Unfortunately, supporting multiple scalable vectors being returned from an intrinsic requires scalable vectors to be allowed in structs. We would disallow such structs to be used by loads/stores/allocas/geps which would avoid needing to determine the offsets of any of the fields in the struct.
I’ve posted an initial patch for the IR and verifier portions of this here https://reviews.llvm.org/D94142
We would appreciate any feedback on this direction.
Ugh — I agree this is probably the least bad direction to go :-).
The real issue here is that LLVM IR doesn’t support multiple result values, instead forcing the use of first class aggregates. Given that design decision (which I regret btw) I agree with you that we have to do something like this, since scalable vectors are registers.

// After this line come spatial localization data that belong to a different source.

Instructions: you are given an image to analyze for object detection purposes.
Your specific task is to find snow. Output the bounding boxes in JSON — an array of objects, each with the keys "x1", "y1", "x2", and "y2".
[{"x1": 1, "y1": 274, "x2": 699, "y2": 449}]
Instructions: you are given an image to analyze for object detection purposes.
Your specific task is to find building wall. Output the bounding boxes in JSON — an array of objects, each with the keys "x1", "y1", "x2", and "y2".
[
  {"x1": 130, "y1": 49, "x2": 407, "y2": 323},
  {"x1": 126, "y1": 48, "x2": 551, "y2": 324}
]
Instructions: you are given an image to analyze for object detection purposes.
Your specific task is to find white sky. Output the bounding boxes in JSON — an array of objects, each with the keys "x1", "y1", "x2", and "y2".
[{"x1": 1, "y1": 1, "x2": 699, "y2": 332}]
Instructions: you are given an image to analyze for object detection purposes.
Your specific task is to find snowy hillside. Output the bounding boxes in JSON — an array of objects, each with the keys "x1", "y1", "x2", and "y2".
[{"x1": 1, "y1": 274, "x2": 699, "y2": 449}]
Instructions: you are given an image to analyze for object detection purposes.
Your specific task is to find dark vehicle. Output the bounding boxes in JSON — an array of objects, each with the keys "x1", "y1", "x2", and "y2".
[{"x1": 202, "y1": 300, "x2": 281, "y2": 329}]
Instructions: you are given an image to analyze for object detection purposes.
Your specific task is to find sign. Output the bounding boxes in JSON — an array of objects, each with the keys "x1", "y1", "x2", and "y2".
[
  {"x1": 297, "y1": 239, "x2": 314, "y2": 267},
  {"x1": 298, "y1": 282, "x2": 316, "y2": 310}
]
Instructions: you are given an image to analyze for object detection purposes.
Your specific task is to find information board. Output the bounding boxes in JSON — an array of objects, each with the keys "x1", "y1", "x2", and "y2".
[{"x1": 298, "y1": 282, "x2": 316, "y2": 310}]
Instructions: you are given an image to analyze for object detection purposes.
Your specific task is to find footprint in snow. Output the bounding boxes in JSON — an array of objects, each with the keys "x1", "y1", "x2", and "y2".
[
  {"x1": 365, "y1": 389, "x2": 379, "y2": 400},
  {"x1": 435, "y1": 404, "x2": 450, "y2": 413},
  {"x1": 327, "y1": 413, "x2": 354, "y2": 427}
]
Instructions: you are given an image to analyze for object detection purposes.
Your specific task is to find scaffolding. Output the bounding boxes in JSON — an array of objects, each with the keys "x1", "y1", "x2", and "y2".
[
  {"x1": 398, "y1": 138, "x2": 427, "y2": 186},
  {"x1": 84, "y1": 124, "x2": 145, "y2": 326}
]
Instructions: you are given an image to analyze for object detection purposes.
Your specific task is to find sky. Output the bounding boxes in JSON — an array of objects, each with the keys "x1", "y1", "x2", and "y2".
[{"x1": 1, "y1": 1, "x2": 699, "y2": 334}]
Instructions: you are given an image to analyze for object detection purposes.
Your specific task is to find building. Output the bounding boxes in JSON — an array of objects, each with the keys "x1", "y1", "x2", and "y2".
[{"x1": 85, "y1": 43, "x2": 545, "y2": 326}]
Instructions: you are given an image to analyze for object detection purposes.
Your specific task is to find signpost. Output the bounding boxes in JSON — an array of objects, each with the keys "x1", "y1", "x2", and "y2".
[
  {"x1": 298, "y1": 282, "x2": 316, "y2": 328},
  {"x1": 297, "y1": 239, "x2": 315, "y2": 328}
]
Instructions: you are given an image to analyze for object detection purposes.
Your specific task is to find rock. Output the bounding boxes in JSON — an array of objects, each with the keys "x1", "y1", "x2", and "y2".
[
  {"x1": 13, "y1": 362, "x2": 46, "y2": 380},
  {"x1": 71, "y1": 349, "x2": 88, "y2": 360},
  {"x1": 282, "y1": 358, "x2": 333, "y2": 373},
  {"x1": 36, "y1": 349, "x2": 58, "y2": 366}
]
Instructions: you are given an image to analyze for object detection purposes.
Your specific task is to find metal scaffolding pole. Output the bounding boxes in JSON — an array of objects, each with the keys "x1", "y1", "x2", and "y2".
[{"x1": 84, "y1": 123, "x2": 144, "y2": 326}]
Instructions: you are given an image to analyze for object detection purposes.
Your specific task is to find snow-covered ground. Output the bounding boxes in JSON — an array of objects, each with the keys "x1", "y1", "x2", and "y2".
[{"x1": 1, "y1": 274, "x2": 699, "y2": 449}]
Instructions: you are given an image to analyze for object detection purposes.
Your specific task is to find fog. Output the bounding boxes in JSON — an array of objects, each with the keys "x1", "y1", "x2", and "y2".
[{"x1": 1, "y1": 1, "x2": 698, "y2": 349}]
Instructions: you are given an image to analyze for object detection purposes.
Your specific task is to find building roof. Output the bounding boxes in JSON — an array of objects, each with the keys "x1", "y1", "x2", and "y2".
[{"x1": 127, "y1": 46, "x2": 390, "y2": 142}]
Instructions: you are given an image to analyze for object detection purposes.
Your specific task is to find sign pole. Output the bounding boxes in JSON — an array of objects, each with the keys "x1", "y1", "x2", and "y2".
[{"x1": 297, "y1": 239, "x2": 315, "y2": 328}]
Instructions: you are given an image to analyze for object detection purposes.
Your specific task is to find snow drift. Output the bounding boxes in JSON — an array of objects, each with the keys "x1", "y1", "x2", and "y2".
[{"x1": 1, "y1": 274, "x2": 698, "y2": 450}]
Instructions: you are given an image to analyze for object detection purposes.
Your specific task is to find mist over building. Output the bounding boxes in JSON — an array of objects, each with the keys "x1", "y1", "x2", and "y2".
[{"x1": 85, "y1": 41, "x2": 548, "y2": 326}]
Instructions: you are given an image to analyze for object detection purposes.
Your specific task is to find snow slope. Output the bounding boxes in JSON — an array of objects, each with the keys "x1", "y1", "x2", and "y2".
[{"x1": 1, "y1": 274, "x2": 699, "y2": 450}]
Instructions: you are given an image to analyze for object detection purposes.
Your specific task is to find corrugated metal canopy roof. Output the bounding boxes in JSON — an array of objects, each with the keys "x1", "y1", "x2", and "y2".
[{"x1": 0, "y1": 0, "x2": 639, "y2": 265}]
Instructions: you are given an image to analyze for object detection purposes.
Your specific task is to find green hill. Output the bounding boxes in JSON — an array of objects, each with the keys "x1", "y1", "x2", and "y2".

Things shouldn’t be pinned into memory just because we get multiple results back.
I think that restricting this from “loaded and stored” FCA is a good way to go.
I think your approach is probably the best, but I think it’s worth sketching out an alternative approach using token that wouldn’t require verifier changes.
If you want to avoid verifier changes, the token type already gives you what you want: it is opaque, cannot be loaded and stored or phid, and can serve as a “value multiplexer”. You could invent new intrinsics to extract the values you need. The source of a token cannot be obscured, so lowering can always look through a token operand, find the source, and link up the correct SDValue in codegen. The downside is that all this solution would be opaque to the mid-level optimizers. They already understand insertvalue and extractvalue. So, I don’t think this is a good way to go, but it’s worth considering.
I think, if we all agree that first class aggregates that can be loaded, stored, and phi’d, were a historical design mistake, then your original proposed solution is a step in the direction of removing FCA support.
I wonder if, in the future, it would be possible to auto-upgrade IR that contains these FCA operations by splitting them into scalar operations, and we could make the verifier reject all of these undesired operations.
+1 to this goal. Getting there might be tricky, and take a while, but definite +1 to the direction.
Yeah I agree with Phillip, this would be a great direction.